Приближался вечер, и лучи солнца играли на поверхности моря. Цугуми и Кёити, разговаривая, шли по дамбе, которая тянулась вдоль берега моря, направляясь к гавани. Мы также пошли проводить Кёити и наблюдали за ними сзади на некотором расстоянии. Ёко была готова расплакаться, а я чувствовала себя странно рассеянной, ощущая на своих щеках дуновения осеннего ветра. На следующей неделе я тоже должна была вернуться в Токио.
Сколько уже раз я видела это сверкающее море с последней полоской яркого солнечного света на западе, которая медленно уступала место вечерней тени.
На пристани было оживлённо от большого количества пассажиров, ожидавших последний в этот день теплоход, который должен был прибыть через несколько минут. Кёити уселся на свой рюкзак, который сбросил на землю, позвал Цугуми и усадил её рядом с собой. Они смотрели в морскую даль, и их сидящие рядом фигуры выглядели несколько удручённо, но вместе с тем были наполнены внутренней решимостью, присущей собаке, ожидающей своего хозяина.
На берег непрерывно набегали остроконечные волны, которые определённо извещали о приближающейся осени. В это время море всегда вызывало у меня в груди давящее чувство, но в этом году оно пронизывало сердце ещё более глубокой печалью. Глядя на расставание Цугуми и Кёити, я машинально то сжимала руками виски, то бросала в море наживку для рыб, которая валялась под ногами, и с трудом сдерживала слёзы, слушая звучавшие с поразительной монотонностью одни и те же слова Цугуми: «Когда вернёшься?» или «Если у тебя появится время, не звони, а лучше на день раньше садись на поезд и приезжай». Ясный голос Цугуми накладывался на шум волн и звучал как поразительно красивая музыка. «Хотя мы и расстаёмся, ты ни на минуту не забывай меня», – дважды повторила Цугуми, будто разговаривая сама с собой.

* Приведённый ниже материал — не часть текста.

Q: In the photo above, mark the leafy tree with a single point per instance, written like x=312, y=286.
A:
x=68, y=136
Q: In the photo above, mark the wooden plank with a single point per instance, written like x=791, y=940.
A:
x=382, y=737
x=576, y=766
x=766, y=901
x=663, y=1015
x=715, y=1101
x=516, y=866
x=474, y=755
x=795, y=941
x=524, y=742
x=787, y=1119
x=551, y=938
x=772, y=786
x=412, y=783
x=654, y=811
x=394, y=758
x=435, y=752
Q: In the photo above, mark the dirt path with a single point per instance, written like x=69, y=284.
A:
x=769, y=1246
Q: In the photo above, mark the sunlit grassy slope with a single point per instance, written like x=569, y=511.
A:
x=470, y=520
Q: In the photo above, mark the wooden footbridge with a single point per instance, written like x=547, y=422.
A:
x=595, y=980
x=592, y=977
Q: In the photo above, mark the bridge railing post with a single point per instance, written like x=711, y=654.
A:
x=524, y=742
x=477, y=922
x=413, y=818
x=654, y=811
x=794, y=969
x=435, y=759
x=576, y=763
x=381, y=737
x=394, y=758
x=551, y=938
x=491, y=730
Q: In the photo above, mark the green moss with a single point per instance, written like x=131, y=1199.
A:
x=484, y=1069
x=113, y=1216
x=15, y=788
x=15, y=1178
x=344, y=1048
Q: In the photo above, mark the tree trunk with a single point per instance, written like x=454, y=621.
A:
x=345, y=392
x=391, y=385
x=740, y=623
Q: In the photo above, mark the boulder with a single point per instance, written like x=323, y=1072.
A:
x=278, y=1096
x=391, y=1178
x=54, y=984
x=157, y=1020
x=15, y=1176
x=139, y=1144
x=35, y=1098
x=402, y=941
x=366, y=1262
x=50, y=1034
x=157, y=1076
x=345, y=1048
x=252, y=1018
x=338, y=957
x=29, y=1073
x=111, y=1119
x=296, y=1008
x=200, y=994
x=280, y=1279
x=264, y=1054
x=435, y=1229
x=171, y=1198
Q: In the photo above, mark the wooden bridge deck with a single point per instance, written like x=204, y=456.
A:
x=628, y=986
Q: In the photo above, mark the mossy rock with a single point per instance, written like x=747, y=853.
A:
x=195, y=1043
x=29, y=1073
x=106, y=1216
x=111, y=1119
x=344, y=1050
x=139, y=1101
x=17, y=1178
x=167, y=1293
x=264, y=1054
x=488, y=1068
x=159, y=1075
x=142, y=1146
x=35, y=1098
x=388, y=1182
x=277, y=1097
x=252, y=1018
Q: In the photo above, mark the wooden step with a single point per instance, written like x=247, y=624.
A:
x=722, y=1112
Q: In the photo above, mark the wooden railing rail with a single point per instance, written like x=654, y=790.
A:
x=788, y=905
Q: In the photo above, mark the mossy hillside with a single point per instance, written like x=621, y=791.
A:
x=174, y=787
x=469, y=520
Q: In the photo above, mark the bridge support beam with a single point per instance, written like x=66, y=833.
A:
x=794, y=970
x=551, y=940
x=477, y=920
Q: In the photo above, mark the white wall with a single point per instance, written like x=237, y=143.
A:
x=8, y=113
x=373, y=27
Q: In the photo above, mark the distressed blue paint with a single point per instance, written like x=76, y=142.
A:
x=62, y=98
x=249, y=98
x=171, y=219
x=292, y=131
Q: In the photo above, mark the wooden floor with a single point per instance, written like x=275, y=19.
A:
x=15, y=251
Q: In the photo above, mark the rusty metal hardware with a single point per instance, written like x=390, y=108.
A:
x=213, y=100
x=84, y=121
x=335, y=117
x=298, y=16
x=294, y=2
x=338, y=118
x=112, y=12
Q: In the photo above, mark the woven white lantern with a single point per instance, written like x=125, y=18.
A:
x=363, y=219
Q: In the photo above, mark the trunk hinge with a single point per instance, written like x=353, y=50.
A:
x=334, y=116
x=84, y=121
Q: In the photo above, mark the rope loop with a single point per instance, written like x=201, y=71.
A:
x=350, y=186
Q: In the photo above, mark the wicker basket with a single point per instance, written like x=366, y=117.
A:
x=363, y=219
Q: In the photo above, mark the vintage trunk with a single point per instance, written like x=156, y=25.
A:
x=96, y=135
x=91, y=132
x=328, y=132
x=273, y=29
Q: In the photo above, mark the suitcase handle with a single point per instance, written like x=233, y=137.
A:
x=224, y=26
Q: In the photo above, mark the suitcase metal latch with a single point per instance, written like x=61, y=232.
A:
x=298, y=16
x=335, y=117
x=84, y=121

Рассекая волны, из глубины моря подошёл теплоход. Цугуми встала, Кёити накинул на плечо рюкзак.
– Итак, всего хорошего, – попрощался он, посмотрев в нашу сторону. – Мария, ты скоро уезжаешь, и если мы разминёмся, то тогда до скорой встречи. Когда будет готов наш отель, приезжай и останавливайся у нас.
– Конечно, если ты устроишь мне недорогой номер, – сказала я и пожала ему руку.
– Это само собой разумеется, – ответил он и тепло ответил на моё рукопожатие.
– Кёити, почему бы тебе не жениться на мне? Мы поселили бы в саду отеля множество собак и назвали бы его «Собачий дворец», – предложила Цугуми невинным голосом.
– Надо об этом подумать, – ответил Кёити и горько усмехнулся. Затем он пожал руку Ёко, которая уже была в слезах, и сказал: – Спасибо за заботу.
Матросы установили трап, и пассажиры, встав в очередь, один за другим начали посадку.
– Ну, скоро увидимся, – сказал Кёити и повернулся к Цугуми.
– Если ты попытаешься ограничиться только рукопожатием, я тебя прибью, – неожиданно заявила Цугуми и бросилась к нему на шею.
Это длилось всего одно мгновение. Не вытирая текущие ручьём слёзы, она подтолкнула Кёити к трапу. Он молча пристально посмотрел на неё и последним взошёл на палубу.
Дав прощальный гудок, теплоход начал медленно отходить от пристани, направляясь туда, где граница неба и моря постепенно становилась всё больше размытой, пока не исчезала совсем. Стоявший на палубе Кёити всё время махал рукой, а Цугуми, сидя на корточках, только пристально смотрела, как удаляется теплоход.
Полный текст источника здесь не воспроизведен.